Suppose we are solving the wave equation in one dimension as given by:
$$
u_{tt} – c^2 u_{xx} = 0 , \quad x \in \mathbb{R}, t>0 \\
u(x,0) = \phi(x), \qquad x \in \mathbb{R} \\
u_t(x,0) = c \phi'(x), \quad x \in \mathbb{R}\\
$$
d'Alembert's solution gives us that $$ u(x,t) = \frac{1}{2} \left( \phi(x+ct) + \phi(x-ct) \right) + \frac{1}{2c}\int_{x-ct}^{x+ct} c\phi'(y) dy$$
When we evaluate the integral as $\frac{1}{2}( \phi(x +ct) – \phi(x-ct))$, the solution is then $$ u(x,t) = \phi(x+ct)$$
Which seems counterintuitive to me. Interpretting the d'Alembert solution as a left and right moving wave, we get that the left moving wave doesn't exist?

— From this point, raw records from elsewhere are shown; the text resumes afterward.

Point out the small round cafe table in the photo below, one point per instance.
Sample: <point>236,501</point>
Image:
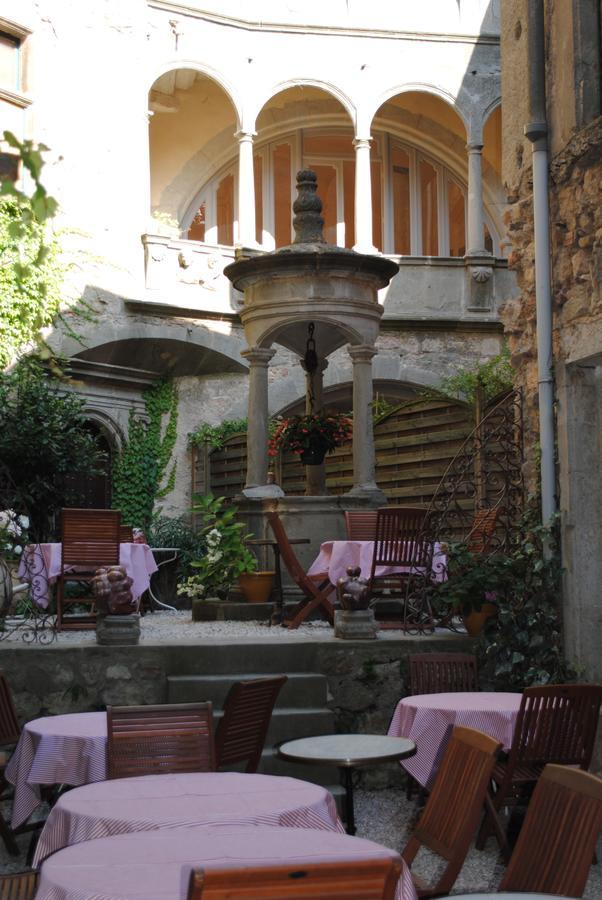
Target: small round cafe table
<point>150,802</point>
<point>347,751</point>
<point>156,865</point>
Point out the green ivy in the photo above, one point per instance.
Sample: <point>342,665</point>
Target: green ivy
<point>144,459</point>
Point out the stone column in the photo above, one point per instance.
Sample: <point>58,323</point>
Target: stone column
<point>315,476</point>
<point>363,435</point>
<point>363,197</point>
<point>246,190</point>
<point>475,237</point>
<point>257,427</point>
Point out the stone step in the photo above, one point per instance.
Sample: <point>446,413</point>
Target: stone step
<point>303,689</point>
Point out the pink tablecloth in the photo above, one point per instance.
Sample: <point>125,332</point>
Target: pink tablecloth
<point>152,802</point>
<point>428,719</point>
<point>40,565</point>
<point>70,749</point>
<point>156,866</point>
<point>336,556</point>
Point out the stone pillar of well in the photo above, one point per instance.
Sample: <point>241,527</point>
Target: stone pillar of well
<point>364,460</point>
<point>363,197</point>
<point>246,190</point>
<point>315,476</point>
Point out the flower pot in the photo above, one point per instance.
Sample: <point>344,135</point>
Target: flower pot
<point>474,622</point>
<point>256,586</point>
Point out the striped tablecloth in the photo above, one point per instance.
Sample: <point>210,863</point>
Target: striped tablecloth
<point>151,802</point>
<point>156,865</point>
<point>70,749</point>
<point>428,719</point>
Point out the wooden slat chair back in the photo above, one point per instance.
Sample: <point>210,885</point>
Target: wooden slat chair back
<point>89,540</point>
<point>354,880</point>
<point>241,732</point>
<point>556,724</point>
<point>557,842</point>
<point>483,529</point>
<point>361,524</point>
<point>154,740</point>
<point>437,673</point>
<point>315,593</point>
<point>21,886</point>
<point>453,809</point>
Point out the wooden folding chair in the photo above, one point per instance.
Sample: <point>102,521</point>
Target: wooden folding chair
<point>557,842</point>
<point>354,880</point>
<point>240,734</point>
<point>89,539</point>
<point>361,524</point>
<point>556,724</point>
<point>21,886</point>
<point>451,815</point>
<point>316,589</point>
<point>154,740</point>
<point>400,542</point>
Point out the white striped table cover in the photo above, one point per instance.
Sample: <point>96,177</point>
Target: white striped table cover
<point>150,802</point>
<point>156,865</point>
<point>69,749</point>
<point>428,720</point>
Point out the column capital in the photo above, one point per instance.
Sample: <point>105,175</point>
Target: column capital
<point>258,356</point>
<point>362,353</point>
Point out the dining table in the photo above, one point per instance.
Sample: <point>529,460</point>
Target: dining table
<point>157,865</point>
<point>335,557</point>
<point>40,566</point>
<point>163,802</point>
<point>428,720</point>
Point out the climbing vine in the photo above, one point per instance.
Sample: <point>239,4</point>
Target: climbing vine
<point>143,463</point>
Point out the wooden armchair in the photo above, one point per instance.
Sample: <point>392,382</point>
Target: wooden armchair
<point>154,740</point>
<point>240,735</point>
<point>89,539</point>
<point>556,724</point>
<point>316,591</point>
<point>361,524</point>
<point>558,839</point>
<point>451,815</point>
<point>354,880</point>
<point>438,673</point>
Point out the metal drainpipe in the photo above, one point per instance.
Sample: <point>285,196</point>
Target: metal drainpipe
<point>536,131</point>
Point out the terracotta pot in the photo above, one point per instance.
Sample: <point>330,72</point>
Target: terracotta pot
<point>474,622</point>
<point>256,586</point>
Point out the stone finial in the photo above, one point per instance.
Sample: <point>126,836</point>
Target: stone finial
<point>307,207</point>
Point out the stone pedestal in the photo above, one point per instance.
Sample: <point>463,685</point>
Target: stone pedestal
<point>355,624</point>
<point>118,630</point>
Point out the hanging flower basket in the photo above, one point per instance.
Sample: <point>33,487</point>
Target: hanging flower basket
<point>311,437</point>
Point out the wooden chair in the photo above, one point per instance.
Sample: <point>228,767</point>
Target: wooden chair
<point>89,539</point>
<point>242,729</point>
<point>400,542</point>
<point>556,724</point>
<point>451,815</point>
<point>154,740</point>
<point>354,880</point>
<point>438,673</point>
<point>316,590</point>
<point>18,887</point>
<point>558,839</point>
<point>361,524</point>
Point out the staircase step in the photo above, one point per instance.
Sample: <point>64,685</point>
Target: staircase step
<point>303,689</point>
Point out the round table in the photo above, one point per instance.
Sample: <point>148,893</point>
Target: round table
<point>150,802</point>
<point>69,749</point>
<point>347,751</point>
<point>156,865</point>
<point>428,719</point>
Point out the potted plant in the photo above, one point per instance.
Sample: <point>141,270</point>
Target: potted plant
<point>310,436</point>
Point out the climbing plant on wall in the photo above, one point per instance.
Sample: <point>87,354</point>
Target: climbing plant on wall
<point>141,472</point>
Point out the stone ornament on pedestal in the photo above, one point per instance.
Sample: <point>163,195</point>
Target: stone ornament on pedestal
<point>354,621</point>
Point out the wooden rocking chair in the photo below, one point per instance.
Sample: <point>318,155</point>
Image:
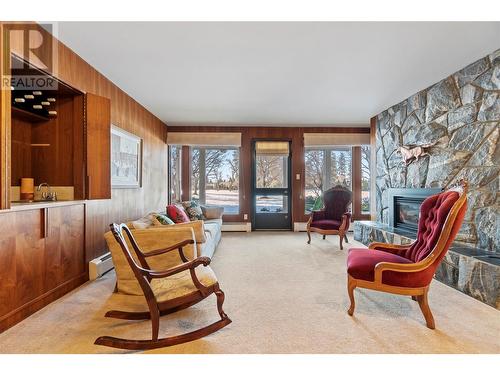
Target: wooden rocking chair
<point>165,296</point>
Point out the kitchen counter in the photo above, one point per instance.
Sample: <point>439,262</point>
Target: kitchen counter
<point>24,206</point>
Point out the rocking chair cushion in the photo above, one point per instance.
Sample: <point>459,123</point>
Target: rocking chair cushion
<point>361,265</point>
<point>326,224</point>
<point>181,284</point>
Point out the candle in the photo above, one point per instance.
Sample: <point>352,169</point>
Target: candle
<point>27,188</point>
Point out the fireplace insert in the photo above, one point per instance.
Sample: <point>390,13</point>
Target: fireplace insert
<point>404,207</point>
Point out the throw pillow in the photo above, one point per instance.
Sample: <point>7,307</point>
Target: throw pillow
<point>193,210</point>
<point>164,219</point>
<point>144,222</point>
<point>177,213</point>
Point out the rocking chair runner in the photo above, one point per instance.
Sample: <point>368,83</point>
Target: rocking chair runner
<point>334,218</point>
<point>408,269</point>
<point>165,296</point>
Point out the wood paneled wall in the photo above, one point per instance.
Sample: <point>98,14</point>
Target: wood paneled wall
<point>126,113</point>
<point>249,133</point>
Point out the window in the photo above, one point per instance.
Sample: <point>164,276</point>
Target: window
<point>215,177</point>
<point>365,180</point>
<point>174,173</point>
<point>272,171</point>
<point>325,168</point>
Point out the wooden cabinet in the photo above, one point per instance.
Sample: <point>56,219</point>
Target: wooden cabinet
<point>42,257</point>
<point>98,147</point>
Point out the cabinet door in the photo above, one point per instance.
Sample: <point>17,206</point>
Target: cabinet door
<point>22,253</point>
<point>64,245</point>
<point>98,147</point>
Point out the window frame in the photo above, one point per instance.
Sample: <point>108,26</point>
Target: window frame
<point>355,178</point>
<point>169,171</point>
<point>227,216</point>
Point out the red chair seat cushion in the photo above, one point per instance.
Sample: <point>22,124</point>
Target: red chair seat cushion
<point>361,265</point>
<point>326,224</point>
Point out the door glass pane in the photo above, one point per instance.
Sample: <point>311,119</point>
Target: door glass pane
<point>314,161</point>
<point>271,204</point>
<point>326,168</point>
<point>365,179</point>
<point>271,171</point>
<point>340,167</point>
<point>175,173</point>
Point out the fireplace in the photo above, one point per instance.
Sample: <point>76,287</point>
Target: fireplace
<point>404,207</point>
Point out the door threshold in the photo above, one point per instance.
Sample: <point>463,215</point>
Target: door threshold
<point>272,230</point>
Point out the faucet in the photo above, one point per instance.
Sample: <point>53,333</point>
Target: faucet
<point>48,195</point>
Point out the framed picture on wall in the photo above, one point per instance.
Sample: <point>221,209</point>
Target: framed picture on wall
<point>126,159</point>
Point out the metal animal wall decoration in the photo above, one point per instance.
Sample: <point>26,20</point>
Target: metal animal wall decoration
<point>411,154</point>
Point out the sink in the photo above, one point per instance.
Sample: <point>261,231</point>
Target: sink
<point>32,202</point>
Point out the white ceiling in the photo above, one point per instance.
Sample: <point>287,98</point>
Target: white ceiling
<point>298,73</point>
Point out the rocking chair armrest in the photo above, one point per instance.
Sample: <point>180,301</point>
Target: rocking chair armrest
<point>177,246</point>
<point>191,265</point>
<point>397,267</point>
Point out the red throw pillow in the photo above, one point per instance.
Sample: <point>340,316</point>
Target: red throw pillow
<point>177,214</point>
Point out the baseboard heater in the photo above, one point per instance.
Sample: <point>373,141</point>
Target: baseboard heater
<point>99,266</point>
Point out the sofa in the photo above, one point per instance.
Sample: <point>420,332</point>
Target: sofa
<point>205,233</point>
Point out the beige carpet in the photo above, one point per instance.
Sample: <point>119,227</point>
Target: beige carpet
<point>283,296</point>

[This question arises from a problem to find the solution to the wave equation (in one dimension) on two media seperated at the origin, with the inital displacement only in $x>0$, which would mean the wave only travels away from the boundary, so no question at all?]
Best Answer
The boundary condition $u_t(x,0) = c \phi' (x)$ is very special, causing exactly the cancellation you observe. Changing this boundary condition to $u_t(x,0) = - c \phi'(x)$ cancels the other wave. (I recall; I haven't checked whether the other boundary condition must be tweaked also.)